The IDF reportedly received warning of a possible attack on Kerem Shalom two days in advance and shared the intelligence with Egypt. Sinai tribal chiefs also reportedly warned Egypt about extremist threats. Egypt, however, failing to increase security along the border in response to the potential threat, was unprepared for Sunday’s fatal assault. While no group has claimed responsibility for the attack, Cairo blamed insurgents who infiltrated Egypt from Gaza, and Israel suspects militants affiliated with al-Qaeda. Hamas and Egypt’s Muslim Brotherhood claimed that Israel was behind the attack, a charge Israel dismissed.

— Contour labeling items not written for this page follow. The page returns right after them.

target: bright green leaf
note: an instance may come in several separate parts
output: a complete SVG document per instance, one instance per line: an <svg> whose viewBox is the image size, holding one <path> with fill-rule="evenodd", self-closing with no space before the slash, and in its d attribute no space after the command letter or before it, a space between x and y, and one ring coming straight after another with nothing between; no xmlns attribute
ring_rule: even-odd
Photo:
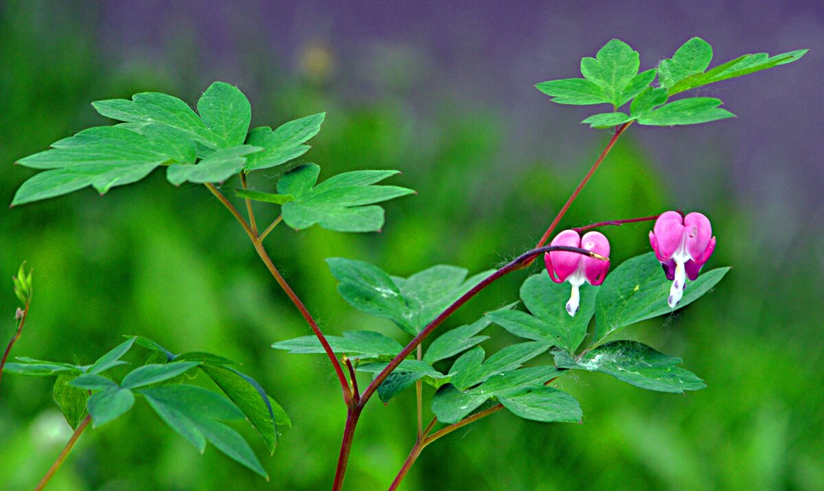
<svg viewBox="0 0 824 491"><path fill-rule="evenodd" d="M598 50L595 58L581 60L581 73L603 89L606 99L618 107L625 101L624 92L638 75L640 58L626 43L612 40Z"/></svg>
<svg viewBox="0 0 824 491"><path fill-rule="evenodd" d="M673 126L698 124L735 117L735 115L719 108L719 105L721 101L712 97L681 99L640 115L638 122L652 126Z"/></svg>
<svg viewBox="0 0 824 491"><path fill-rule="evenodd" d="M86 402L89 399L89 393L87 390L78 389L74 384L77 379L87 376L99 376L108 381L111 386L117 386L117 384L115 382L99 375L81 375L80 376L77 376L77 373L61 373L58 375L57 381L54 381L52 394L54 397L54 402L60 408L60 412L65 416L66 422L72 427L72 429L77 429L80 423L88 414L86 409Z"/></svg>
<svg viewBox="0 0 824 491"><path fill-rule="evenodd" d="M728 271L729 268L705 271L695 281L687 282L684 297L676 308L686 306L700 298L721 281ZM593 343L625 325L672 312L673 309L667 303L670 284L654 253L624 261L606 276L598 292Z"/></svg>
<svg viewBox="0 0 824 491"><path fill-rule="evenodd" d="M414 193L398 186L370 185L396 171L344 172L315 185L320 171L320 166L305 164L278 182L278 193L295 198L281 208L283 222L295 230L318 224L337 231L378 231L383 227L383 208L373 203Z"/></svg>
<svg viewBox="0 0 824 491"><path fill-rule="evenodd" d="M260 150L260 147L249 145L218 150L194 166L169 166L166 179L176 186L186 181L199 184L223 182L241 171L246 161L246 155Z"/></svg>
<svg viewBox="0 0 824 491"><path fill-rule="evenodd" d="M86 406L94 427L98 428L125 414L134 405L134 394L129 389L112 387L91 395Z"/></svg>
<svg viewBox="0 0 824 491"><path fill-rule="evenodd" d="M143 365L123 377L120 386L124 389L136 389L157 384L176 377L199 364L199 362L172 362L165 364Z"/></svg>
<svg viewBox="0 0 824 491"><path fill-rule="evenodd" d="M344 353L352 359L391 359L404 348L400 343L368 330L346 331L341 336L326 336L326 341L335 353ZM272 344L275 349L287 349L292 354L325 353L315 335L301 336Z"/></svg>
<svg viewBox="0 0 824 491"><path fill-rule="evenodd" d="M678 48L672 58L658 65L661 87L670 88L691 75L703 73L713 59L713 48L699 37L692 38Z"/></svg>
<svg viewBox="0 0 824 491"><path fill-rule="evenodd" d="M706 386L694 373L678 367L681 358L635 341L612 341L586 352L579 359L563 352L553 354L559 367L601 372L648 390L680 394Z"/></svg>
<svg viewBox="0 0 824 491"><path fill-rule="evenodd" d="M581 405L574 397L552 387L530 388L499 397L503 407L516 416L544 423L580 423L583 418Z"/></svg>
<svg viewBox="0 0 824 491"><path fill-rule="evenodd" d="M629 123L634 118L624 113L602 113L600 115L593 115L581 121L581 123L589 124L590 128L604 129Z"/></svg>
<svg viewBox="0 0 824 491"><path fill-rule="evenodd" d="M547 96L551 96L552 101L558 104L585 105L611 103L601 87L585 78L550 80L535 87Z"/></svg>
<svg viewBox="0 0 824 491"><path fill-rule="evenodd" d="M258 171L280 166L296 159L309 150L303 143L321 130L326 113L320 113L289 121L272 131L268 126L255 128L249 132L246 144L263 147L263 151L249 156L245 171Z"/></svg>
<svg viewBox="0 0 824 491"><path fill-rule="evenodd" d="M198 113L218 148L242 145L249 131L252 109L243 92L225 82L215 82L198 101Z"/></svg>

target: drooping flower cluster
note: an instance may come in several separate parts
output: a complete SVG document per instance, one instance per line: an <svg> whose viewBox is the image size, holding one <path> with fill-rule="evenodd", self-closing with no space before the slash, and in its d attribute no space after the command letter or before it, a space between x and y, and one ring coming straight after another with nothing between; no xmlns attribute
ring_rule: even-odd
<svg viewBox="0 0 824 491"><path fill-rule="evenodd" d="M691 281L698 278L701 266L715 250L709 219L695 212L686 217L677 212L662 213L649 232L649 244L667 278L672 280L667 303L675 308L684 296L686 278Z"/></svg>
<svg viewBox="0 0 824 491"><path fill-rule="evenodd" d="M698 278L701 267L715 250L715 237L709 220L699 213L685 217L677 212L666 212L658 217L653 231L649 232L649 243L655 257L663 266L667 278L672 281L667 303L675 308L684 296L686 278L691 281ZM550 245L579 247L607 258L610 254L609 241L597 231L589 231L581 236L574 230L564 230L555 236ZM566 304L566 311L570 316L575 315L580 305L581 285L584 283L600 285L610 269L608 260L563 250L547 252L544 262L552 281L557 283L568 281L572 285L572 293Z"/></svg>
<svg viewBox="0 0 824 491"><path fill-rule="evenodd" d="M604 257L610 255L610 241L600 231L589 231L582 237L574 230L564 230L552 239L550 246L569 246L592 250ZM581 303L578 288L588 283L600 285L606 278L610 269L610 261L588 257L576 252L553 250L544 255L544 263L550 278L557 283L569 281L572 285L572 294L567 302L567 313L574 316Z"/></svg>

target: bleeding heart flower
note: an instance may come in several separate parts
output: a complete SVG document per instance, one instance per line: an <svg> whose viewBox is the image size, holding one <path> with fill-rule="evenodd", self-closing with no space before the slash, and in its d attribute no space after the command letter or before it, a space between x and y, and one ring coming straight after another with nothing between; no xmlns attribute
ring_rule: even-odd
<svg viewBox="0 0 824 491"><path fill-rule="evenodd" d="M589 231L582 237L574 230L564 230L552 239L550 246L568 246L592 250L602 256L610 255L610 241L600 231ZM572 285L572 294L567 302L567 313L574 316L581 302L578 287L587 282L591 285L604 283L606 272L610 269L610 261L588 257L575 252L553 250L544 255L546 270L550 278L556 283L569 281Z"/></svg>
<svg viewBox="0 0 824 491"><path fill-rule="evenodd" d="M667 278L673 280L667 303L675 308L684 296L686 278L698 278L701 266L715 250L709 219L697 213L681 217L677 212L666 212L649 232L649 243Z"/></svg>

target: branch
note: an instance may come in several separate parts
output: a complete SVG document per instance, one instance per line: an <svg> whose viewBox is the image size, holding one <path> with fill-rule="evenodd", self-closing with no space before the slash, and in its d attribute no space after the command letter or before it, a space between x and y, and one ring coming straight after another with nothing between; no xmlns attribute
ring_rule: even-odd
<svg viewBox="0 0 824 491"><path fill-rule="evenodd" d="M412 351L414 351L414 348L417 348L418 345L420 344L424 339L426 339L427 336L432 334L432 331L435 330L435 329L438 328L438 325L442 324L443 321L446 320L450 316L452 316L452 313L455 312L455 311L458 310L461 307L461 306L466 303L467 301L469 301L471 298L477 295L481 290L483 290L486 287L494 283L495 280L499 279L503 276L505 276L509 273L512 273L513 271L520 269L522 268L522 265L527 261L531 261L535 257L545 252L550 252L552 250L565 250L567 252L575 252L583 255L587 255L602 260L608 260L609 259L601 255L600 254L597 254L591 250L587 250L586 249L581 249L579 247L568 247L565 246L545 246L544 247L538 247L537 249L533 249L531 250L522 254L518 257L513 260L507 265L503 266L500 269L498 269L489 276L486 277L483 281L481 281L480 283L473 287L469 292L464 293L460 298L456 300L454 303L447 307L445 311L441 312L441 314L438 317L436 317L434 320L430 322L428 325L424 328L424 330L420 331L418 334L418 335L415 336L414 339L413 339L410 342L410 344L407 344L406 347L400 351L400 353L398 353L397 356L392 358L392 361L390 362L388 365L386 365L386 367L383 369L383 371L382 371L381 373L379 373L377 376L376 376L375 379L372 381L372 382L369 384L369 386L368 386L366 388L366 390L364 390L363 393L361 395L361 400L360 402L358 403L358 405L363 407L363 404L365 404L366 402L369 400L369 398L372 397L372 395L374 394L375 391L377 390L378 386L380 386L381 383L382 383L383 381L386 380L387 376L389 376L389 374L391 373L393 370L397 368L398 365L400 364L400 362L404 361L404 359L406 358L406 357L408 357L412 353Z"/></svg>

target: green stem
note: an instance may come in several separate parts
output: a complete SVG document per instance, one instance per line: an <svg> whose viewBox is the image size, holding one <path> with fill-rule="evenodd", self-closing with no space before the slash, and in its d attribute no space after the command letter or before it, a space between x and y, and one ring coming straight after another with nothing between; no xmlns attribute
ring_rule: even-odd
<svg viewBox="0 0 824 491"><path fill-rule="evenodd" d="M68 456L68 453L72 451L72 447L74 447L74 444L77 442L77 438L80 437L80 433L83 433L83 430L86 429L86 427L89 425L91 421L91 416L87 416L86 419L83 419L82 423L80 423L80 426L77 427L77 429L74 430L74 433L72 435L72 437L68 439L68 442L66 443L66 447L63 448L63 451L61 451L60 455L57 456L57 460L54 461L54 463L49 468L46 475L40 479L37 487L35 488L35 491L40 491L46 487L46 484L49 484L49 480L51 479L53 475L54 475L54 473L60 468L60 465L63 465L63 461L65 461L66 457Z"/></svg>

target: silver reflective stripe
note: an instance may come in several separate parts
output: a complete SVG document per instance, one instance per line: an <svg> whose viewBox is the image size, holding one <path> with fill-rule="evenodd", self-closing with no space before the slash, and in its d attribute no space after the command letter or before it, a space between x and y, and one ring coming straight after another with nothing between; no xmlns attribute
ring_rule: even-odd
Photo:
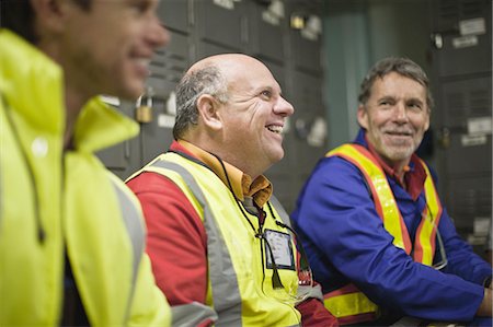
<svg viewBox="0 0 493 327"><path fill-rule="evenodd" d="M198 326L209 320L217 320L216 312L210 306L198 302L174 305L171 307L171 313L173 317L171 326Z"/></svg>
<svg viewBox="0 0 493 327"><path fill-rule="evenodd" d="M204 226L207 233L209 279L213 287L214 310L218 314L215 326L241 326L241 295L237 275L222 235L216 224L209 205L194 176L179 164L157 161L152 166L179 173L204 209Z"/></svg>
<svg viewBox="0 0 493 327"><path fill-rule="evenodd" d="M289 214L286 212L286 210L284 210L284 208L280 205L279 200L277 200L277 198L274 195L272 195L271 198L268 199L268 201L272 203L274 209L276 209L277 214L279 214L279 217L280 217L280 220L283 220L283 223L290 227L291 226L291 220L289 219Z"/></svg>
<svg viewBox="0 0 493 327"><path fill-rule="evenodd" d="M111 178L112 179L112 178ZM122 189L122 185L117 184L112 179L113 186L115 188L115 192L118 198L119 208L122 210L122 217L125 222L125 226L127 227L128 236L131 241L131 248L134 253L134 265L133 265L133 273L131 273L131 290L130 296L128 297L127 303L127 316L125 320L127 320L128 315L130 314L130 305L134 299L135 284L137 280L137 272L140 265L140 259L144 254L145 246L145 231L142 226L142 222L140 219L140 212L137 207L128 199L128 196Z"/></svg>
<svg viewBox="0 0 493 327"><path fill-rule="evenodd" d="M286 212L284 207L280 205L279 200L272 195L268 201L272 203L272 206L276 209L277 214L279 214L280 219L283 220L283 223L287 226L291 226L291 220L289 218L289 214ZM302 246L300 244L299 246ZM322 288L320 284L316 285L299 285L298 287L298 294L303 294L303 297L316 297L323 302L323 293Z"/></svg>

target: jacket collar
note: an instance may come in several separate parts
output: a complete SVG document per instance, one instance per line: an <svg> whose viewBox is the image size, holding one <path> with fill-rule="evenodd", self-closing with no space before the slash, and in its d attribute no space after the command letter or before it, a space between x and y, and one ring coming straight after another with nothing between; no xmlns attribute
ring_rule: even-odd
<svg viewBox="0 0 493 327"><path fill-rule="evenodd" d="M62 138L66 108L61 68L5 28L0 28L0 93L9 107L33 130ZM135 121L98 96L84 105L78 117L73 148L98 151L136 136L138 130Z"/></svg>
<svg viewBox="0 0 493 327"><path fill-rule="evenodd" d="M215 155L190 142L184 140L174 141L171 144L170 150L185 152L202 161L222 180L222 183L226 184L226 186L228 186L228 188L231 188L234 197L240 201L244 201L245 198L252 197L255 205L259 206L259 208L262 208L272 195L272 184L265 176L261 175L252 180L252 177L227 162L222 161L222 167Z"/></svg>

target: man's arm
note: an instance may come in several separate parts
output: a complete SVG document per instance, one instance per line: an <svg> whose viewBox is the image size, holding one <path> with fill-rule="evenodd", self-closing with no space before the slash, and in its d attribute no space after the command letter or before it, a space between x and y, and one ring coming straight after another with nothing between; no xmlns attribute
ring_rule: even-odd
<svg viewBox="0 0 493 327"><path fill-rule="evenodd" d="M210 325L215 314L204 305L207 237L200 218L182 190L162 175L142 173L127 184L142 206L148 230L146 250L157 284L172 306L173 324L179 316L193 316L192 310L204 317L194 324Z"/></svg>
<svg viewBox="0 0 493 327"><path fill-rule="evenodd" d="M493 305L493 299L491 296L491 285L488 289L484 289L484 297L481 302L480 307L478 308L478 312L475 313L477 316L481 317L491 317L492 316L492 305Z"/></svg>

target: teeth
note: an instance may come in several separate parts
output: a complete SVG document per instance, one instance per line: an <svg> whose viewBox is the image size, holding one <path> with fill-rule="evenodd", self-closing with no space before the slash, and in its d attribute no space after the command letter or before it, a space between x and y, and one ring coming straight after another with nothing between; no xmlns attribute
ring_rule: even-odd
<svg viewBox="0 0 493 327"><path fill-rule="evenodd" d="M276 132L276 133L280 133L283 132L283 126L278 126L278 125L271 125L267 126L267 129L272 132Z"/></svg>
<svg viewBox="0 0 493 327"><path fill-rule="evenodd" d="M147 58L138 58L138 59L137 59L137 62L138 62L139 65L141 65L141 66L148 67L149 63L150 63L150 60L147 59Z"/></svg>

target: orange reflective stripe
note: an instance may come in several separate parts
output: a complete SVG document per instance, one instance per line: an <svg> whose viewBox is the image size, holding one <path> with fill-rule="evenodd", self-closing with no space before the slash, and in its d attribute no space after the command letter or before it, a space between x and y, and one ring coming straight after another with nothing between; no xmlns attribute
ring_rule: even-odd
<svg viewBox="0 0 493 327"><path fill-rule="evenodd" d="M416 232L414 260L426 266L432 266L436 247L436 226L438 226L443 209L433 183L432 174L423 161L421 161L421 164L426 171L427 176L425 180L427 207L423 210L423 219Z"/></svg>
<svg viewBox="0 0 493 327"><path fill-rule="evenodd" d="M404 220L387 182L386 174L375 162L372 155L368 150L357 144L343 144L326 154L326 156L331 155L339 155L348 160L363 172L371 188L374 202L383 226L393 236L393 245L410 254L412 249L411 240ZM379 206L381 207L380 210L378 210Z"/></svg>

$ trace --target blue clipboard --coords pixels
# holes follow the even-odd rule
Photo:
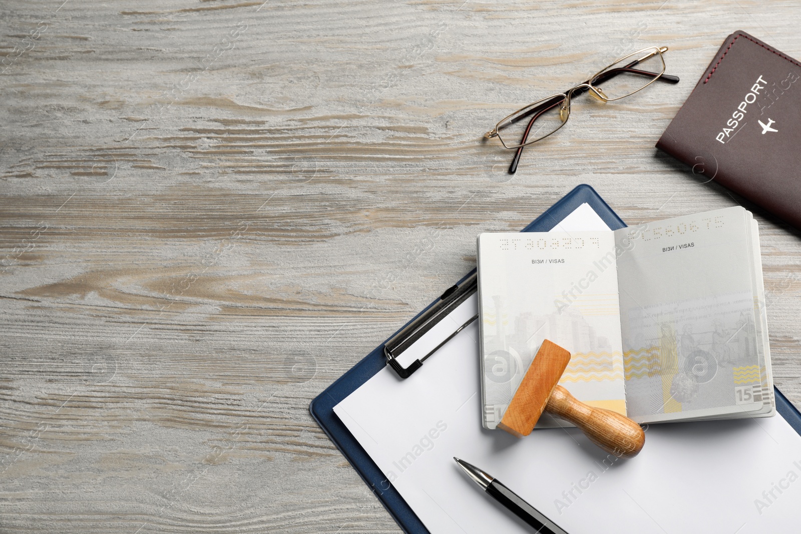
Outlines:
[[[623,228],[626,226],[594,189],[586,184],[582,184],[548,208],[545,213],[532,221],[521,231],[548,231],[585,203],[590,204],[595,213],[612,230]],[[475,269],[465,275],[459,280],[459,283],[461,283],[473,272],[475,272]],[[420,314],[412,318],[409,323],[429,307],[431,307],[436,302],[435,300],[425,310],[422,310]],[[336,448],[356,470],[362,480],[370,487],[370,489],[381,501],[381,504],[384,504],[384,507],[392,515],[400,528],[408,534],[430,534],[397,490],[392,486],[388,488],[382,486],[382,483],[386,484],[386,476],[334,413],[334,406],[355,391],[387,364],[384,355],[384,344],[390,338],[376,347],[360,362],[354,365],[348,372],[328,386],[325,391],[315,397],[309,405],[309,412],[312,412],[312,416],[331,438],[331,440],[334,442]],[[425,371],[421,369],[420,372],[425,372]],[[787,400],[781,391],[775,389],[775,393],[776,409],[793,429],[801,434],[801,413],[799,413],[795,407]]]

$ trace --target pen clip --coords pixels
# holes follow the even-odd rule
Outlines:
[[[439,300],[434,303],[431,307],[421,313],[419,317],[412,321],[384,343],[384,355],[387,359],[387,363],[395,370],[398,376],[402,379],[409,378],[412,373],[423,365],[423,362],[431,355],[438,351],[440,347],[450,341],[457,334],[478,318],[478,315],[477,314],[469,319],[428,354],[422,358],[414,360],[409,363],[409,367],[403,367],[400,362],[397,360],[397,357],[404,351],[414,344],[416,341],[420,339],[420,338],[436,326],[441,320],[447,317],[448,314],[458,307],[477,290],[477,277],[476,273],[473,273],[461,283],[446,289]]]

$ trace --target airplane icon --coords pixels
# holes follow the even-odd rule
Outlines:
[[[757,121],[757,122],[759,122],[759,126],[762,126],[762,135],[764,135],[766,133],[767,133],[769,131],[779,131],[775,128],[771,128],[771,125],[776,122],[776,121],[773,120],[772,118],[768,118],[767,119],[767,124],[765,124],[762,121]]]

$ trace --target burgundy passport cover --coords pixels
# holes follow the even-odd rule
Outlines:
[[[657,147],[801,228],[801,63],[726,39]]]

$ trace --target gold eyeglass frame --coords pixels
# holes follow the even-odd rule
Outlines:
[[[508,148],[508,149],[520,148],[521,147],[525,147],[527,145],[530,145],[530,144],[532,144],[533,143],[537,143],[537,141],[544,139],[546,137],[548,137],[549,135],[552,135],[553,134],[555,134],[556,132],[557,132],[559,130],[562,129],[562,127],[563,126],[565,126],[567,123],[567,120],[570,118],[570,100],[571,100],[571,98],[573,97],[573,94],[574,92],[576,92],[577,90],[582,90],[582,89],[586,90],[587,92],[590,93],[590,94],[592,97],[594,97],[594,98],[596,98],[598,100],[600,100],[601,102],[613,102],[614,100],[620,100],[621,98],[625,98],[627,96],[631,96],[634,93],[638,93],[638,92],[642,90],[643,89],[645,89],[646,87],[647,87],[648,86],[650,86],[650,84],[654,83],[662,74],[665,74],[665,69],[666,69],[665,58],[662,56],[662,54],[664,54],[666,51],[667,51],[667,46],[648,46],[646,48],[643,48],[642,50],[637,50],[636,52],[632,52],[631,54],[629,54],[628,55],[625,55],[622,58],[619,58],[614,60],[614,62],[612,62],[611,63],[610,63],[609,65],[607,65],[606,66],[605,66],[604,68],[602,68],[600,70],[598,70],[597,73],[595,73],[593,76],[591,76],[587,80],[582,82],[582,83],[579,83],[576,86],[574,86],[574,87],[573,87],[573,88],[571,88],[571,89],[565,91],[564,93],[556,93],[554,94],[551,94],[550,96],[547,96],[547,97],[545,97],[544,98],[540,98],[539,100],[537,100],[536,102],[533,102],[532,103],[529,104],[528,106],[525,106],[520,108],[519,110],[517,110],[514,113],[509,114],[506,117],[504,117],[500,121],[498,121],[497,124],[495,125],[494,128],[493,128],[492,130],[490,130],[489,131],[488,131],[487,133],[485,133],[484,135],[484,137],[485,137],[485,139],[492,139],[493,137],[497,137],[497,138],[498,138],[498,140],[501,142],[501,143],[504,146],[504,148]],[[656,75],[654,76],[653,79],[651,79],[650,82],[648,82],[648,83],[645,84],[644,86],[642,86],[642,87],[640,87],[637,90],[634,90],[634,91],[632,91],[630,93],[628,93],[627,94],[623,94],[622,96],[615,97],[614,98],[610,98],[608,96],[606,96],[606,94],[604,94],[603,90],[600,87],[598,87],[598,86],[596,86],[594,85],[594,82],[597,82],[598,78],[601,76],[601,74],[604,74],[605,72],[610,71],[611,67],[614,66],[615,65],[620,63],[621,62],[622,62],[622,61],[624,61],[626,59],[628,59],[629,58],[634,58],[634,56],[640,55],[640,54],[642,54],[643,53],[646,53],[646,54],[644,56],[642,56],[642,58],[639,58],[638,59],[634,60],[631,63],[629,63],[628,65],[626,66],[626,67],[631,67],[631,66],[636,66],[637,64],[638,64],[638,63],[640,63],[640,62],[642,62],[643,61],[646,61],[646,59],[650,59],[650,58],[653,58],[653,57],[654,57],[656,55],[658,55],[659,59],[662,62],[662,70],[659,71],[658,74],[657,74],[657,73],[652,73],[652,74],[654,74]],[[623,68],[626,68],[626,67],[623,67]],[[618,68],[621,68],[621,67],[618,67]],[[514,122],[517,122],[517,121],[522,120],[525,117],[528,117],[529,114],[532,114],[534,112],[534,110],[537,110],[537,107],[538,106],[541,106],[544,102],[549,102],[549,101],[551,101],[551,100],[556,100],[557,98],[562,98],[561,102],[554,102],[554,103],[553,104],[553,106],[556,106],[557,104],[560,104],[560,107],[559,107],[559,118],[562,120],[562,124],[560,124],[558,126],[558,127],[557,127],[553,131],[549,132],[548,134],[546,134],[546,135],[543,135],[541,137],[538,137],[537,139],[530,139],[530,140],[528,139],[526,139],[526,140],[525,140],[525,143],[518,143],[517,144],[513,144],[513,145],[507,145],[506,144],[506,142],[504,141],[503,138],[498,133],[500,130],[503,130],[504,128],[510,126],[511,124],[513,124]],[[545,109],[549,109],[549,108],[545,108]],[[531,113],[525,114],[525,112],[527,110],[529,110],[529,111],[531,111]],[[517,118],[517,120],[515,120],[515,121],[510,120],[510,119],[514,118]]]

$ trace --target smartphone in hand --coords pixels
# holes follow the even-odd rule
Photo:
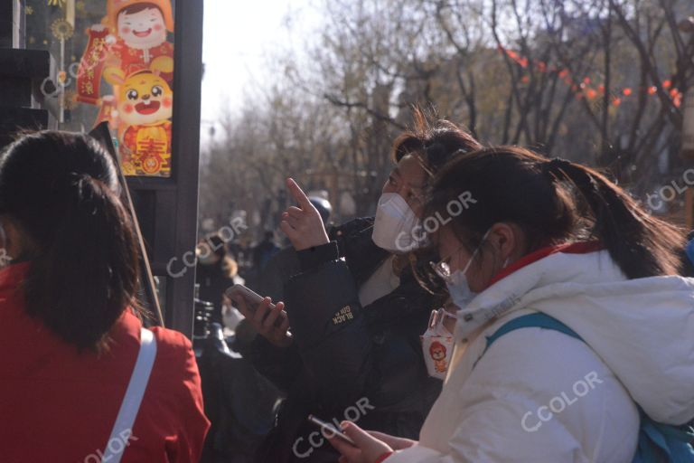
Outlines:
[[[258,306],[263,301],[262,296],[243,285],[234,285],[227,288],[224,294],[236,304],[239,304],[239,300],[242,298],[246,303],[246,307],[253,314],[256,313]],[[270,304],[270,309],[275,309],[275,304]],[[279,317],[277,317],[277,319],[275,320],[275,326],[282,325],[285,318],[286,318],[286,312],[283,310]]]
[[[323,420],[320,420],[318,418],[315,418],[314,415],[308,415],[308,420],[314,423],[314,425],[318,426],[319,428],[321,428],[321,430],[323,430],[324,436],[328,436],[328,437],[335,436],[336,438],[344,440],[350,445],[353,445],[354,447],[356,447],[356,444],[352,439],[352,438],[350,438],[347,434],[345,434],[342,430],[335,428],[334,425],[329,422],[324,421]]]

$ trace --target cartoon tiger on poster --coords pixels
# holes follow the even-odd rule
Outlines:
[[[87,31],[77,99],[98,106],[96,123],[117,132],[127,175],[171,175],[173,32],[171,0],[107,0],[101,24]]]

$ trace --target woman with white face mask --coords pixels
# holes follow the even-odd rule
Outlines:
[[[432,236],[460,307],[441,395],[418,442],[343,423],[341,462],[692,461],[683,233],[596,171],[518,147],[455,157],[426,213],[464,191],[474,207]]]
[[[375,221],[325,231],[301,188],[287,182],[297,206],[285,213],[281,228],[301,263],[285,287],[293,339],[286,326],[274,326],[282,304],[272,311],[266,300],[247,315],[265,336],[254,346],[257,368],[288,395],[259,460],[335,461],[337,453],[306,421],[310,413],[338,422],[348,415],[415,438],[441,390],[441,380],[427,373],[420,335],[444,298],[417,284],[407,253],[424,236],[417,227],[431,174],[451,153],[480,145],[450,122],[417,118],[417,128],[395,141],[396,165]]]

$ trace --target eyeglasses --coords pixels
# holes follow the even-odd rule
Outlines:
[[[445,259],[442,259],[438,262],[429,262],[429,265],[431,266],[431,269],[434,270],[434,273],[438,275],[438,277],[441,279],[443,279],[445,283],[450,283],[451,275],[453,274],[453,272],[451,271],[451,265],[450,265],[451,259],[455,254],[457,254],[457,252],[462,249],[463,249],[463,246],[458,248],[455,250],[455,252],[446,257]]]
[[[487,238],[487,232],[484,234],[484,238],[483,240],[485,240]],[[434,270],[434,272],[438,275],[441,279],[444,280],[445,283],[451,283],[451,276],[453,275],[453,272],[451,271],[451,259],[453,256],[457,254],[460,250],[462,250],[464,246],[460,246],[455,251],[451,254],[450,256],[446,257],[445,259],[442,259],[438,262],[429,262],[429,265],[431,266],[431,269]],[[473,260],[474,260],[474,258],[477,256],[477,253],[479,252],[480,248],[478,247],[476,250],[474,250],[474,252],[473,252],[473,255],[470,256],[470,260],[467,261],[467,264],[465,265],[465,268],[463,269],[463,273],[467,272],[467,269],[470,267],[470,264],[473,263]]]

The attack was condemned by Egypt, Israel, and Hamas. Egyptian President Mohammed Morsi called the attack “cowardly”, but claimed that “Sinai is safe and fully under control” — a statement that ought to be met with skepticism. Over the past year, the Sinai has been host to vicious attacks. Almost one year ago, eight Israelis were killed when a jihadist group entered Israel from the Peninsula and launched a multi-pronged attack that included firing at vehicles and detonating a roadside bomb. In June, members of a Sinai-based al-Qaeda affiliate crossed into Israel and fired at Israeli vehicles, killing an Israeli Arab construction worker. Also that month, militants opened fire at the El-Arish checkpoint, killing five Egyptian policemen. And just last month, two motorcyclists shot and killed two Egyptian soldiers in the Sinai. In addition, a pipeline supplying gas to Israel has been attacked 15 times since February 2011 and tourists have been kidnapped by Sinai Bedouins. But Sunday’s attack, with over 20 casualties, was a bloodier affair than others in recent memory.
Since the fall of former dictator Hosni Mubarak, the Sinai has been neglected and is fast becoming a terror hotbed. The most recent attacks illustrate that terrorists in the Sinai are increasingly targeting not only Israelis, but Egyptians as well.